A Basta le acompañaba el hombre armario cuando fue a buscarlos. Al fin y al cabo ellos eran cuatro y Basta seguro que aún recordaba de sobra el día en el que Dedo Polvoriento se le había escapado.

—Lo siento, Lengua de Brujo, la cosa ha durado más de lo previsto —dijo con su voz de gato mientras empujaba a Mortimer por el pasillo hacia la biblioteca de Elinor—. Mortola no acierta a decidir cuál será su venganza después de que la bruja de tu hija al parecer se ha largado de verdad.

—¿Y bien? ¿Qué se le ha ocurrido? —preguntó Elinor, a pesar de que temía la respuesta, y Basta estaba más que dispuesto a dársela.

—Bueno, primero pensó pegaros un tiro a todos y después hundiros en el lago, a pesar de que le dijimos que bastaría con enterraros ahí fuera, en cualquier paraje entre los arbustos. Pero después se le ha ocurrido que sería demasiado magnánimo dejaros morir sabiendo que se le ha escapado la pequeña bruja. Sí, esa idea no le gusta un pelo a Mortola.

—¿Conque no le gusta, eh? —el miedo lastró tanto las piernas de Elinor que se detuvo hasta que el hombre armario, impaciente, la obligó a avanzar con un empujón.

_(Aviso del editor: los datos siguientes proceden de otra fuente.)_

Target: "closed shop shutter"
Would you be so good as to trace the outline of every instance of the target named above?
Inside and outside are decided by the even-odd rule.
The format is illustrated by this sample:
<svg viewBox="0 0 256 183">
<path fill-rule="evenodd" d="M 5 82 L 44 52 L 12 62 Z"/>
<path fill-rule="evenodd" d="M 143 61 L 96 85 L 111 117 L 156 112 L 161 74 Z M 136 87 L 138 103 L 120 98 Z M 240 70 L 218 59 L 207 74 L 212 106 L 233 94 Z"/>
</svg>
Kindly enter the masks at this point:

Pero antes de que pudiera preguntar por el destino que Mortola les tenía reservado en lugar de la bala, Basta abrió la puerta de su biblioteca invitándoles a pasar con una reverencia burlona.

Mortola se sentaba en el sillón favorito de Elinor como una reina. A un paso de ella se tumbaba un perro con ojos legañosos y una cabeza tan descomunal que encima de ella habría podido colocarse un plato. Sus patas delanteras estaban vendadas, al igual que las piernas de Mortola, y otro vendaje ceñía su tripa. ¡Un perro! ¡En su biblioteca! Elinor apretó los labios. «Seguramente en estos momentos ésta es la menor de tus preocupaciones, Elinor», se dijo a sí misma. Así que optó sencillamente por no mirarlo.

El bastón de Mortola se apoyaba en una de las vitrinas de cristal donde guardaba sus libros más valiosos. Cara de Pan estaba de pie junto al viejo. Orfeo… ¿qué se creía ese memo para llamarse así, o es que sus padres le habrían dado ese nombre? En cualquier caso tenía pinta de haber pasado una noche tan insomne como ella, lo que llenó a Elinor de una perversa satisfacción.

—Mi hijo repetía siempre que la venganza es un plato que se toma frío —afirmó Mortola mientras escudriñaba, complacida, los rostros extenuados de sus prisioneros—. Lo reconozco, ayer no me sentía con ánimos de seguir ese consejo. Me habría gustado veros caer muertos, pero la desaparición de la pequeña bruja me ha permitido reflexionar, de manera que he decidido demorar un poco mi venganza para paladearla mejor y más fría.